Yeah, that's about right for something that size. Like I said, I'd probably find a more optimal arrangement, preferably single sided, but barring something we've both missed -- you definitely have something buildable there.
There's one major concern I have about selling this project - what if it somehow emits tons of EMI and starts messing with people's devices? I've heard that could land people in big trouble. But there's absolutely no way I'm going to spend ten grand for a product I'd be surprised (pleasantly) if I sold more than five units. Maybe I pull that one trick and market it as a pre-assembled kit, or something.
But then again, with the slow repeat rate and super slow edge rates (I was completely unaware that CD4000 logic was that slow, guess that's a good thing!) it won't emit more than a bee's dick of EMI
But then again again I kinda threw on a random 170V SMPS and I think it makes a slightly audible noise in operation, so that might be spewing out stuff continuously...
Theory meets practice on law enforcement...
I've heard of products produced on the 10k unit scale that went without testing, and apparently without complaint, so it's not impossible... that doesn't mean they passed accidentally, just that no one a. had a persistent problem that was b. traceable to the product.
So, the way the law on this (in the US) works is, AFAIK:
- Sometimes the FCC drives around, listening for things. With their budget and priorities these days, this doesn't happen very often.
- More often, a licensed user -- who takes legal priority, and has authority to file a complaint with the FCC, who then sends a C&D -- complains, and then most often the user simply stops using the offending thing.
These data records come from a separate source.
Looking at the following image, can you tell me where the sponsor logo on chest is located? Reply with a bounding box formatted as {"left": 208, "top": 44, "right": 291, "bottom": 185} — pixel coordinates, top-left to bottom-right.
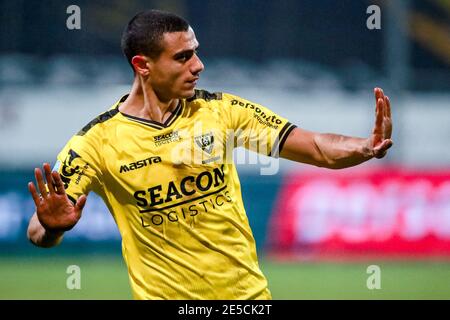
{"left": 154, "top": 131, "right": 180, "bottom": 146}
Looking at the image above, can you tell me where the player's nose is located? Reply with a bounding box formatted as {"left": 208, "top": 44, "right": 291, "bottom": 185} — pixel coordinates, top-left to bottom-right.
{"left": 190, "top": 54, "right": 204, "bottom": 75}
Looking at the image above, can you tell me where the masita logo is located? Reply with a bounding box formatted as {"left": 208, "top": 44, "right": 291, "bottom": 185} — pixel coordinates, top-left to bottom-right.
{"left": 120, "top": 156, "right": 161, "bottom": 173}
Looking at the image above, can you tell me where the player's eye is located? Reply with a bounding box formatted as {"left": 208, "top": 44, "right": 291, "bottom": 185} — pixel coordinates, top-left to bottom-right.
{"left": 176, "top": 51, "right": 194, "bottom": 62}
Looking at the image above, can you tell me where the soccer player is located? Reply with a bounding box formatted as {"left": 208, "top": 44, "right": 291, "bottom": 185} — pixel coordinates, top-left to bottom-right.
{"left": 26, "top": 10, "right": 392, "bottom": 299}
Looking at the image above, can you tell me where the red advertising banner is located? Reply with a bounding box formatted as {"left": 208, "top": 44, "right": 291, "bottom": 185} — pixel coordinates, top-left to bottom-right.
{"left": 267, "top": 166, "right": 450, "bottom": 259}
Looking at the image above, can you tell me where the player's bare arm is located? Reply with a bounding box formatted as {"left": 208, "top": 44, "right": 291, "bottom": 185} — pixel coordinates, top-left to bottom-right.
{"left": 280, "top": 87, "right": 393, "bottom": 169}
{"left": 27, "top": 163, "right": 87, "bottom": 248}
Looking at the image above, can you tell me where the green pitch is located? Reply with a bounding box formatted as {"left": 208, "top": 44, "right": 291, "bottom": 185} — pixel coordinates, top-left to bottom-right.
{"left": 1, "top": 254, "right": 449, "bottom": 299}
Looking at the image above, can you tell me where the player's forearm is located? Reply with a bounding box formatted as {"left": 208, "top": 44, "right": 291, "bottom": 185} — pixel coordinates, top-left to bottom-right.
{"left": 27, "top": 212, "right": 64, "bottom": 248}
{"left": 314, "top": 133, "right": 373, "bottom": 169}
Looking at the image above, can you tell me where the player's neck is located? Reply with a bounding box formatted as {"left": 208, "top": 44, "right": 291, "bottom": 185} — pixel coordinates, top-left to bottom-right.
{"left": 119, "top": 77, "right": 179, "bottom": 123}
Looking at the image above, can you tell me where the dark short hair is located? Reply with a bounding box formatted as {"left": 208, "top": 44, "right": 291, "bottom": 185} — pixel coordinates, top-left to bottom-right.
{"left": 121, "top": 10, "right": 190, "bottom": 70}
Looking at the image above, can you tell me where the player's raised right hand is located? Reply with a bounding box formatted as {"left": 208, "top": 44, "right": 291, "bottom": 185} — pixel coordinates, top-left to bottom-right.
{"left": 28, "top": 163, "right": 86, "bottom": 232}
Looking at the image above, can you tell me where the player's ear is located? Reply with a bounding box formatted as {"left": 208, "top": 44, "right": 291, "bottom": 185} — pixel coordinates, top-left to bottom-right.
{"left": 131, "top": 55, "right": 151, "bottom": 76}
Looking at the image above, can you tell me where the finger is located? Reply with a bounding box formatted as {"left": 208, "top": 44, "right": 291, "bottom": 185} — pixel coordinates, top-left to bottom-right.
{"left": 375, "top": 150, "right": 387, "bottom": 159}
{"left": 35, "top": 167, "right": 48, "bottom": 198}
{"left": 75, "top": 195, "right": 87, "bottom": 212}
{"left": 374, "top": 139, "right": 393, "bottom": 157}
{"left": 374, "top": 88, "right": 380, "bottom": 103}
{"left": 373, "top": 98, "right": 384, "bottom": 134}
{"left": 43, "top": 163, "right": 55, "bottom": 194}
{"left": 52, "top": 171, "right": 66, "bottom": 195}
{"left": 385, "top": 96, "right": 391, "bottom": 118}
{"left": 382, "top": 138, "right": 393, "bottom": 150}
{"left": 28, "top": 182, "right": 41, "bottom": 207}
{"left": 374, "top": 87, "right": 384, "bottom": 103}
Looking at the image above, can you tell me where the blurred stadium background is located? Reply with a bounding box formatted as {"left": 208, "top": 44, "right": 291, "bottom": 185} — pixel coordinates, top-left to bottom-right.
{"left": 1, "top": 0, "right": 450, "bottom": 299}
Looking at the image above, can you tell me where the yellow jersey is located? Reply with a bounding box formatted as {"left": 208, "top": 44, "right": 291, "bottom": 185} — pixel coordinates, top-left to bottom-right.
{"left": 54, "top": 89, "right": 296, "bottom": 299}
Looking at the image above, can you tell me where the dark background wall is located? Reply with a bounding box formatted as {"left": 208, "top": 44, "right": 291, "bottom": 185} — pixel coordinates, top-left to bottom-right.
{"left": 0, "top": 0, "right": 448, "bottom": 90}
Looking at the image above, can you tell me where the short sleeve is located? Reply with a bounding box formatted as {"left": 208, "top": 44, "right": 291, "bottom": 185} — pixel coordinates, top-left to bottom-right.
{"left": 220, "top": 93, "right": 296, "bottom": 157}
{"left": 53, "top": 135, "right": 103, "bottom": 204}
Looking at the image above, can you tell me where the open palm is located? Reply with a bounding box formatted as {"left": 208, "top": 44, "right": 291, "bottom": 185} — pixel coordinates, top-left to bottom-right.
{"left": 369, "top": 87, "right": 393, "bottom": 159}
{"left": 28, "top": 163, "right": 86, "bottom": 232}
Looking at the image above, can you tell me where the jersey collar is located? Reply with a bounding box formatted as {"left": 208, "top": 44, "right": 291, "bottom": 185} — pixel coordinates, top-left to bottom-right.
{"left": 116, "top": 95, "right": 184, "bottom": 130}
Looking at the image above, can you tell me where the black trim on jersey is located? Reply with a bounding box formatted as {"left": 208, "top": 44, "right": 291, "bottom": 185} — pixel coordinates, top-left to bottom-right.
{"left": 268, "top": 122, "right": 297, "bottom": 157}
{"left": 76, "top": 95, "right": 128, "bottom": 136}
{"left": 67, "top": 194, "right": 77, "bottom": 205}
{"left": 118, "top": 94, "right": 129, "bottom": 103}
{"left": 77, "top": 108, "right": 120, "bottom": 136}
{"left": 187, "top": 89, "right": 222, "bottom": 102}
{"left": 119, "top": 101, "right": 183, "bottom": 129}
{"left": 139, "top": 185, "right": 228, "bottom": 213}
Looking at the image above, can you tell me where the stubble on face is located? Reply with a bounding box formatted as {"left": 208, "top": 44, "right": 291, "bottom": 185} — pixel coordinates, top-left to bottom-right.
{"left": 150, "top": 27, "right": 203, "bottom": 100}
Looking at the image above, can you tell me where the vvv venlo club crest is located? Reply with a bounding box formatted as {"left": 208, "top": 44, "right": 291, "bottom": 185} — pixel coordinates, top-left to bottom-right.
{"left": 195, "top": 132, "right": 214, "bottom": 154}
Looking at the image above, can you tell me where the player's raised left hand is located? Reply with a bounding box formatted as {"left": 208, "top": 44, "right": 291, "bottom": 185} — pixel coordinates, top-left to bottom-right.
{"left": 366, "top": 87, "right": 393, "bottom": 159}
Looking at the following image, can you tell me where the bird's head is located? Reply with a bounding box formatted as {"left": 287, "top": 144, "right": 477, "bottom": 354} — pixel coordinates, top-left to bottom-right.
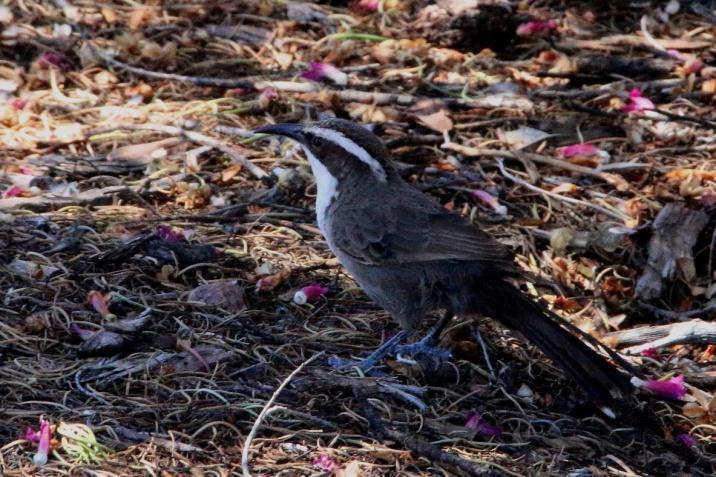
{"left": 254, "top": 118, "right": 393, "bottom": 183}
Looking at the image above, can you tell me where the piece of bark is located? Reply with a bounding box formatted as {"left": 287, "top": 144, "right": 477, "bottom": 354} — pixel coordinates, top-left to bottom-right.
{"left": 605, "top": 319, "right": 716, "bottom": 353}
{"left": 635, "top": 203, "right": 709, "bottom": 300}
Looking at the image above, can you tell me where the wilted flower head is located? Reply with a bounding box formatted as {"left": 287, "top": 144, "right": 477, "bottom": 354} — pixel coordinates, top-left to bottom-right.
{"left": 516, "top": 20, "right": 557, "bottom": 37}
{"left": 3, "top": 185, "right": 24, "bottom": 198}
{"left": 676, "top": 433, "right": 697, "bottom": 448}
{"left": 37, "top": 51, "right": 73, "bottom": 72}
{"left": 557, "top": 143, "right": 608, "bottom": 159}
{"left": 294, "top": 284, "right": 329, "bottom": 304}
{"left": 632, "top": 375, "right": 686, "bottom": 399}
{"left": 623, "top": 88, "right": 655, "bottom": 113}
{"left": 87, "top": 291, "right": 115, "bottom": 319}
{"left": 301, "top": 62, "right": 348, "bottom": 85}
{"left": 355, "top": 0, "right": 380, "bottom": 12}
{"left": 26, "top": 417, "right": 52, "bottom": 466}
{"left": 465, "top": 410, "right": 502, "bottom": 438}
{"left": 312, "top": 453, "right": 337, "bottom": 472}
{"left": 470, "top": 190, "right": 507, "bottom": 216}
{"left": 157, "top": 225, "right": 188, "bottom": 242}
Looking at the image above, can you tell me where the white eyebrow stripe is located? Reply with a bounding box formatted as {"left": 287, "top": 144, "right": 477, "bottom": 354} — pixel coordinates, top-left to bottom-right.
{"left": 305, "top": 126, "right": 387, "bottom": 182}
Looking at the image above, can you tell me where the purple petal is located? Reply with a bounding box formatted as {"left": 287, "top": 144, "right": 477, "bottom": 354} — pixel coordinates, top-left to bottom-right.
{"left": 301, "top": 62, "right": 347, "bottom": 84}
{"left": 70, "top": 323, "right": 96, "bottom": 341}
{"left": 465, "top": 410, "right": 502, "bottom": 438}
{"left": 676, "top": 433, "right": 697, "bottom": 448}
{"left": 157, "top": 225, "right": 185, "bottom": 242}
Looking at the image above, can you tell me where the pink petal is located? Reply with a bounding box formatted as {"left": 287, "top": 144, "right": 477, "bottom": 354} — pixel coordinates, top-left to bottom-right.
{"left": 87, "top": 290, "right": 112, "bottom": 317}
{"left": 557, "top": 143, "right": 601, "bottom": 158}
{"left": 645, "top": 376, "right": 686, "bottom": 399}
{"left": 623, "top": 88, "right": 655, "bottom": 113}
{"left": 301, "top": 62, "right": 347, "bottom": 85}
{"left": 33, "top": 417, "right": 51, "bottom": 466}
{"left": 11, "top": 98, "right": 27, "bottom": 110}
{"left": 666, "top": 49, "right": 685, "bottom": 60}
{"left": 640, "top": 347, "right": 660, "bottom": 360}
{"left": 516, "top": 20, "right": 557, "bottom": 37}
{"left": 465, "top": 410, "right": 503, "bottom": 438}
{"left": 3, "top": 185, "right": 24, "bottom": 198}
{"left": 357, "top": 0, "right": 380, "bottom": 11}
{"left": 312, "top": 454, "right": 337, "bottom": 472}
{"left": 294, "top": 284, "right": 329, "bottom": 305}
{"left": 24, "top": 427, "right": 41, "bottom": 444}
{"left": 260, "top": 87, "right": 278, "bottom": 99}
{"left": 19, "top": 166, "right": 38, "bottom": 175}
{"left": 470, "top": 190, "right": 507, "bottom": 215}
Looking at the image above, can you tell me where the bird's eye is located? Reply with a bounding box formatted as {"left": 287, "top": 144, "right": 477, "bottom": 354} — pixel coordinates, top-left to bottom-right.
{"left": 310, "top": 136, "right": 325, "bottom": 148}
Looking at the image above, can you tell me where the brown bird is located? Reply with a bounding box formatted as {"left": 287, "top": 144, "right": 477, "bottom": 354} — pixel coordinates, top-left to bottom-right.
{"left": 256, "top": 118, "right": 635, "bottom": 415}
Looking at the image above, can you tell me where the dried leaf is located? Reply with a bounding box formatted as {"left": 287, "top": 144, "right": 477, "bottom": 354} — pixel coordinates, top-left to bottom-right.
{"left": 416, "top": 109, "right": 453, "bottom": 133}
{"left": 186, "top": 280, "right": 246, "bottom": 313}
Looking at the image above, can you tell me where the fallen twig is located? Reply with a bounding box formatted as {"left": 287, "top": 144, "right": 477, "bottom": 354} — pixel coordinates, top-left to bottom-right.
{"left": 241, "top": 351, "right": 324, "bottom": 477}
{"left": 495, "top": 159, "right": 629, "bottom": 222}
{"left": 606, "top": 318, "right": 716, "bottom": 353}
{"left": 87, "top": 123, "right": 268, "bottom": 180}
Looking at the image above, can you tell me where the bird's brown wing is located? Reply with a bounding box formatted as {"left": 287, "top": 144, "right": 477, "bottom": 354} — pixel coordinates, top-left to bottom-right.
{"left": 330, "top": 200, "right": 513, "bottom": 267}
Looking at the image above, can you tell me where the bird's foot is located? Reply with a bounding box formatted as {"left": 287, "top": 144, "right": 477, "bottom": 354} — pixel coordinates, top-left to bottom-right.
{"left": 328, "top": 330, "right": 410, "bottom": 373}
{"left": 395, "top": 338, "right": 452, "bottom": 363}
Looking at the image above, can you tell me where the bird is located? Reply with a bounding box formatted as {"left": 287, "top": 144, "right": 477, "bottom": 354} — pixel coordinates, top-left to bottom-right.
{"left": 254, "top": 118, "right": 634, "bottom": 414}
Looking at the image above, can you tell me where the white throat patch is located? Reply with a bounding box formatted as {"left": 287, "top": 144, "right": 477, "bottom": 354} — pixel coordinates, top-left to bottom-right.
{"left": 301, "top": 146, "right": 338, "bottom": 234}
{"left": 304, "top": 126, "right": 387, "bottom": 182}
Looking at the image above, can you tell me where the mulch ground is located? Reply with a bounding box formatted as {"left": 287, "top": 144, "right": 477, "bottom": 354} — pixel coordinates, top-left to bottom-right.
{"left": 1, "top": 1, "right": 716, "bottom": 476}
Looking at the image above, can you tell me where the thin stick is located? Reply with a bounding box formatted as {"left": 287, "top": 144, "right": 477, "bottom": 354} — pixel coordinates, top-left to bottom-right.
{"left": 87, "top": 123, "right": 268, "bottom": 180}
{"left": 496, "top": 159, "right": 629, "bottom": 222}
{"left": 241, "top": 351, "right": 324, "bottom": 477}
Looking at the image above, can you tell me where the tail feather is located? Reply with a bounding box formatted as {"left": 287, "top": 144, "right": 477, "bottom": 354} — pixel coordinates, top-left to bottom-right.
{"left": 474, "top": 279, "right": 633, "bottom": 410}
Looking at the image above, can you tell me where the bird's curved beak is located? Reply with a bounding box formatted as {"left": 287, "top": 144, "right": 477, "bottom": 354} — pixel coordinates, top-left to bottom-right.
{"left": 253, "top": 123, "right": 304, "bottom": 140}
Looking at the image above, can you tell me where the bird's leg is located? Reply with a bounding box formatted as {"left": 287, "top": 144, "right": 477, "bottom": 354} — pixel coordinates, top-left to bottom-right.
{"left": 328, "top": 330, "right": 411, "bottom": 371}
{"left": 395, "top": 310, "right": 453, "bottom": 360}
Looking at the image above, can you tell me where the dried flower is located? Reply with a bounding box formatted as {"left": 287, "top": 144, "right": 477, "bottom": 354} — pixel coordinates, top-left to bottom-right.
{"left": 667, "top": 49, "right": 703, "bottom": 73}
{"left": 258, "top": 87, "right": 279, "bottom": 109}
{"left": 557, "top": 143, "right": 608, "bottom": 159}
{"left": 356, "top": 0, "right": 380, "bottom": 12}
{"left": 471, "top": 190, "right": 507, "bottom": 216}
{"left": 3, "top": 185, "right": 24, "bottom": 198}
{"left": 631, "top": 375, "right": 686, "bottom": 399}
{"left": 32, "top": 417, "right": 52, "bottom": 466}
{"left": 301, "top": 62, "right": 348, "bottom": 85}
{"left": 69, "top": 323, "right": 96, "bottom": 341}
{"left": 11, "top": 98, "right": 26, "bottom": 110}
{"left": 157, "top": 225, "right": 187, "bottom": 242}
{"left": 87, "top": 291, "right": 115, "bottom": 319}
{"left": 312, "top": 453, "right": 337, "bottom": 472}
{"left": 623, "top": 88, "right": 655, "bottom": 113}
{"left": 676, "top": 433, "right": 697, "bottom": 448}
{"left": 37, "top": 51, "right": 73, "bottom": 72}
{"left": 465, "top": 410, "right": 502, "bottom": 438}
{"left": 293, "top": 284, "right": 330, "bottom": 304}
{"left": 516, "top": 20, "right": 557, "bottom": 37}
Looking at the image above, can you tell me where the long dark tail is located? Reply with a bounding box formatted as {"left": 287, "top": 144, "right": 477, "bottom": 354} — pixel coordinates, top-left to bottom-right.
{"left": 474, "top": 279, "right": 634, "bottom": 412}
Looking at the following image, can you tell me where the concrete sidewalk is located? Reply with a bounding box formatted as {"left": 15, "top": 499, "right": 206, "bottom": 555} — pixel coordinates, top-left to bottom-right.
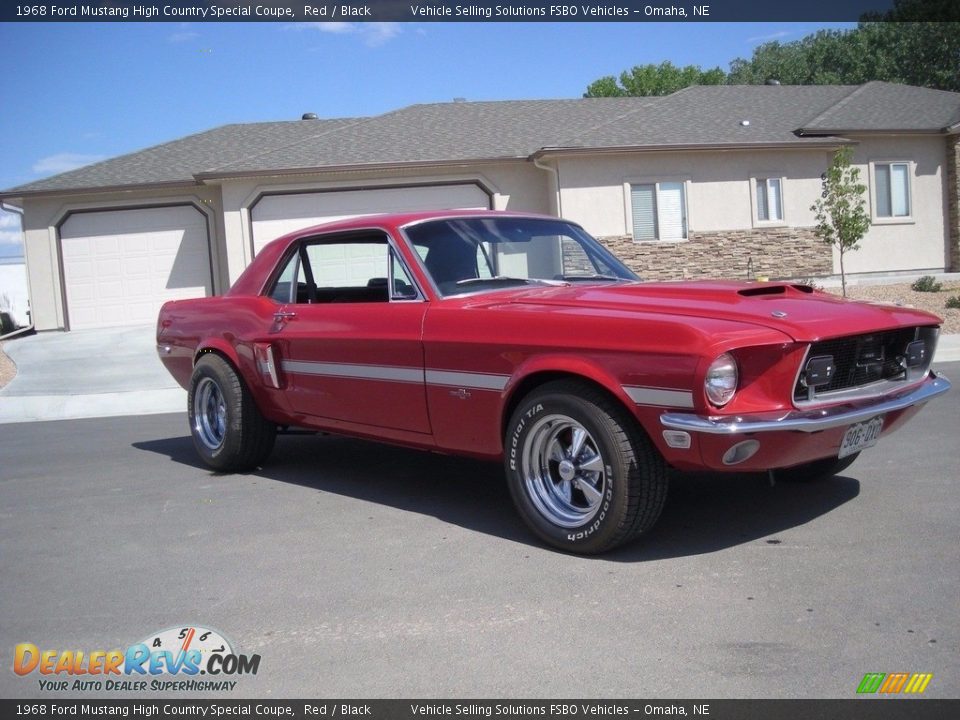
{"left": 0, "top": 325, "right": 185, "bottom": 424}
{"left": 0, "top": 326, "right": 957, "bottom": 425}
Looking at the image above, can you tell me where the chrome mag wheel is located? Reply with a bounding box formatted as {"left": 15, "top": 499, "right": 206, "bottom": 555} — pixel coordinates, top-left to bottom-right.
{"left": 193, "top": 376, "right": 227, "bottom": 451}
{"left": 521, "top": 413, "right": 607, "bottom": 528}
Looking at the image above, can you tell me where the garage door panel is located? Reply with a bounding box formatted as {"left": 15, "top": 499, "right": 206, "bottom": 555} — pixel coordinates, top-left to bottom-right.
{"left": 60, "top": 206, "right": 211, "bottom": 330}
{"left": 251, "top": 184, "right": 490, "bottom": 254}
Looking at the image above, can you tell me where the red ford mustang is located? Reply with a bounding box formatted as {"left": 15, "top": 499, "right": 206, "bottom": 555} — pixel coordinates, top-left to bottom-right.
{"left": 157, "top": 210, "right": 950, "bottom": 553}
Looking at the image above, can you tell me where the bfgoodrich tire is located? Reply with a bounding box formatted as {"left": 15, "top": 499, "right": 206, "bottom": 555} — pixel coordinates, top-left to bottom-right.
{"left": 504, "top": 381, "right": 668, "bottom": 554}
{"left": 188, "top": 354, "right": 276, "bottom": 472}
{"left": 778, "top": 452, "right": 860, "bottom": 482}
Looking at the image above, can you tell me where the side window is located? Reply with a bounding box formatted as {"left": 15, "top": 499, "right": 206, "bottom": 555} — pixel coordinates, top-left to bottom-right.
{"left": 755, "top": 177, "right": 783, "bottom": 222}
{"left": 630, "top": 182, "right": 687, "bottom": 241}
{"left": 874, "top": 162, "right": 911, "bottom": 218}
{"left": 390, "top": 252, "right": 418, "bottom": 300}
{"left": 268, "top": 252, "right": 299, "bottom": 303}
{"left": 268, "top": 234, "right": 420, "bottom": 304}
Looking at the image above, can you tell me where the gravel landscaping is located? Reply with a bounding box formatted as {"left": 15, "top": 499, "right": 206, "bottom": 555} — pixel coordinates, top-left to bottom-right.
{"left": 0, "top": 342, "right": 15, "bottom": 390}
{"left": 823, "top": 281, "right": 960, "bottom": 334}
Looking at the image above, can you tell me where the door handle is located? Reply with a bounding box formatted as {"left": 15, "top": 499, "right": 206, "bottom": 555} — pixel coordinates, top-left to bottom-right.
{"left": 273, "top": 310, "right": 297, "bottom": 322}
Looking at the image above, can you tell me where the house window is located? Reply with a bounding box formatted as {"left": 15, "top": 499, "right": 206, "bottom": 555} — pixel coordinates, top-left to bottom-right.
{"left": 630, "top": 182, "right": 687, "bottom": 241}
{"left": 755, "top": 178, "right": 783, "bottom": 222}
{"left": 874, "top": 162, "right": 911, "bottom": 218}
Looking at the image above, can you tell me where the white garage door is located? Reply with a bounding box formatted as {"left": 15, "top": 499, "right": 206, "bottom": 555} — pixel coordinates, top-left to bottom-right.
{"left": 60, "top": 206, "right": 212, "bottom": 330}
{"left": 250, "top": 184, "right": 490, "bottom": 254}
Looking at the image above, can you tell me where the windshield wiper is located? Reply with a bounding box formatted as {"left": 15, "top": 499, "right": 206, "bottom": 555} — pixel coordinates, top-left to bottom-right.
{"left": 559, "top": 274, "right": 624, "bottom": 282}
{"left": 455, "top": 276, "right": 539, "bottom": 287}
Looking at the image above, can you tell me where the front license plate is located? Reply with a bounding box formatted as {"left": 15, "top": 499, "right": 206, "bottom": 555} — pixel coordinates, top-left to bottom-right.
{"left": 839, "top": 416, "right": 884, "bottom": 459}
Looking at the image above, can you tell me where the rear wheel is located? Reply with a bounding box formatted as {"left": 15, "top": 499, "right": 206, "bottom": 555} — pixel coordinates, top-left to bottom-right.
{"left": 504, "top": 381, "right": 667, "bottom": 554}
{"left": 778, "top": 452, "right": 860, "bottom": 482}
{"left": 188, "top": 354, "right": 276, "bottom": 472}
Assuming they figure out the culprit of course, which may not be obvious.
- If it's persistent, it can escalate to fines and so on.
- And there are clauses for tracing it back to the supplier of an offending product.
So, you need the combination of a customer, and a potential victim that is licensed, and enough complaints to bring it back to you. Or for Part 15 compliance, I honestly don't remember what the deal is, but I'm guessing?- a non-licensed user can complain of interference in relevant bands (broadcast radio for an important example; listeners are of course users of licensed bandwidth in that case), in which case the FCC may decide to investigate further, or may let it sit unless they get repeat complaints, etc. (Rules are different by band, for example the Part 15 permitted unlicensed emissions in ISM bands (13.56MHz, 2.45GHz, etc.) are higher than elsewhere, but still limited to fairly harmless levels.)
Mind, this is not a professional assessment or recommendation. It's a business decision, and like any other, incurs risk -- there's nothing life-changing about violating a law, it's just another cost of operation. (Indeed, legal defenses -- whether vs. civil or state -- are accounted as just another operating expense.)
In short, I would be very, very surprised if this ended up so bad that someone just happened to complain about it, and it ultimately came back to you as a direct liability.
The HV converter is indeed the elephant in the board, and it might be cheap insurance for example to add an LC around it, both ends. At best, jumper the L's and no-pop the C's; at worst, put in values large enough to deal with it. The module being small means it shouldn't radiate too horribly, even if made badly.